Nós tivemos um dia intenso na cama. Edward era sexualmente intenso, o que não tinha 
absolutamente nada para reclamar. Isso me fez ser a mulher mais feliz do mundo e 
completamente saciada como nunca fui na vida. Segurando o lindo cordão que ele tinha me 
dado, beijei a imagem lembrando o doce toque dos seus lábios naquele primeiro beijo. Sem
 sair do quarto, aproveitando nossos últimos momentos sozinhos, eu me apaixonei ainda mais
 somente por saber que dormiria esta noite sem tê-lo ao meu lado. Meu celular tocava Yellow,
 só para aumentar o gosto amargo de que ele estaria a milhas de distancia de mim, voltando 
para sua vida e seu filho.
E o meu filho?
Edward seria pai do meu bebê? Como nós compartilharíamos um filho morando em
 continentes diferentes e pior, só devo ser maluca por querer ter um filho com um homem
 estranho que deixei entrar na minha vida. Resignada, ouvi meu voo ser chamado e caminhei
 para o portão de embarque com as imagens dele de calça jeans, blusa preta e seu casaco no
 braço. Ele olhou para trás duas vezes depois do nosso beijo de parar o mundo. Não consegui 
deixar de chorar vendo-o partir e se tudo desse errado, pela última vez. Não podia ser a
 última vez. Não posso aceitar que nunca mais... Não nem de pensar nisso.
Tomei dois copos de suco de maracujá, aceitei o cobertor e o travesseiro, coloquei um
 descanso de olhos e me permiti chorar, fungar baixinho e dormir pensando nele e o que
 aconteceria com a nossa vida a partir do momento que voltássemos a vida real. Eu nem
 tinha ideia da diferença de fuso horário da Itália para Londres. Nós trocaríamos e-mail? Eu
 tinha que espera-lo primeiro? Dava o primeiro passo? Deixava quieto? Que maldição iria 
fazer para nos manter unidos mesmo que longe? O pior de tudo, que não era do Edward
 gloriosamente nu que sentiria falta e sim do Edward a pessoa mais incrível e amiga que
 tinha conhecido na minha vida inteira.
Quem iria me ouvir agora?
Meus pais estavam achando que iriam conhecer Edward. Além de ser rápido demais, estava
 completamente fora do limite. Edward tinha um filho e nos seus olhos podia ver a 
necessidade e a saudade do Harry. Também, uma criança fofa como aquela, qualquer santo
 tem saudades. Será que ele iria encontrar outra pessoa agora que tinha quebrado sua 
barreira para relacionamentos? Será que realmente não existia alguém? Ele poderia
 facilmente me enganar, ser casado. Ou pelo menos ter uma namorada. Meu Deus! E se a
 Ângela não morreu? Será que tenho como descobrir isso na internet?
Bom... Eu vi sua família no Skype. Eles sabem sobre nós. Seria muita gente mau caráter ao 
mesmo tempo. Os pais dele parecem ser sensatos e honestos. A irmã dele não parece alguém
 que toleraria um comportamento como esse do irmão caçula. Edward não tinha jeito de ser
 assim. Ele sempre era sincero com seus sentimentos, mesmo sendo um puta de um advogado
 figurão. Meu avião só pousou depois de uma turbulência sinistra que ao invés de ficar 
assustada, fiquei lembrando o quão ele ficaria assustado e diria que nunca mais voaria. Deus,
 ele é tão adorável fazendo beicinho ou uma birra completamente infantil.

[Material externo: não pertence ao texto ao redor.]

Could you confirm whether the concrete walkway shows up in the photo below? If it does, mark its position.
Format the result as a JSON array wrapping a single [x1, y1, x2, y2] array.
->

Meu agente de viagem era um italiano franzino chamado Nico. Ele foi simpático e direto ao
 ponto. Tivemos uma viagem de carro longa, que deu tempo de falar com meus pais sobre
 meu pouso. Estava de noite no país e eu me sentia muito cansada. Queria dormir e precisava
 alimentar meu estômago revolto ou colaria o ácido do estômago para fora. Estava tão nervosa,
 me sentindo insegura e com medo de estar sozinha num país estranho e em perigo. Meu 
grupo de turismo era sem graça, tinha um casal de coreanos, dois franceses e um espanhol. 

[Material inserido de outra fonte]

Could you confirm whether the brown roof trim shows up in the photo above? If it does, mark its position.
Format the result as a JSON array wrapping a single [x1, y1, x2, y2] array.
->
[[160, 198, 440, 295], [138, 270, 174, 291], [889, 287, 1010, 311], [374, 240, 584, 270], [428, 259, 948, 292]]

Não fui com a cara de nenhum deles e imediatamente senti falta de Irina, Garrett e Stefan...
 Não preciso comentar sobre o britânico da equação.
Depois de jantar um fetuchinni de frango e duas taças de vinho, deitei na minha cama sozinha
 e fiquei esperando algum e-mail ou sinal de fumaça dele, mas até o momento que dormi não
 tinha absolutamente nada lá. Uma nova corrente de lágrimas enfeitou meus olhos e adormeci 
sabendo que no dia seguinte teria uma dor de cabeça enorme. O despertador do quarto me 
acordou e logo pedi o café da manhã com um comprimido para dor de cabeça. Meus olhos
 estavam inchados e meu cabelo completamente embolado porque não tinha secado depois do
 banho. Comendo sozinha, me senti melancólica e solitária. Edward era tão falante.
Bem diferente de James. Ele era muito reservado e nossas refeições eram quietas. Já Edward
 não calava a maldita boca, me enchia o saco e pentelhava meu juízo o tempo inteiro. Meu 
primeiro compromisso com o grupo era na parte da tarde, então, abri meu e-mail suspirando
 de completa felicidade com os três e-mails recentes. Edward, Alice e minha mãe. Abri o da 
Renée apenas para controlar minha ansiedade de gritar pelos quatros cantos.
"Boa sorte na sua viagem. Mantenha-me informada. Eu te amo!"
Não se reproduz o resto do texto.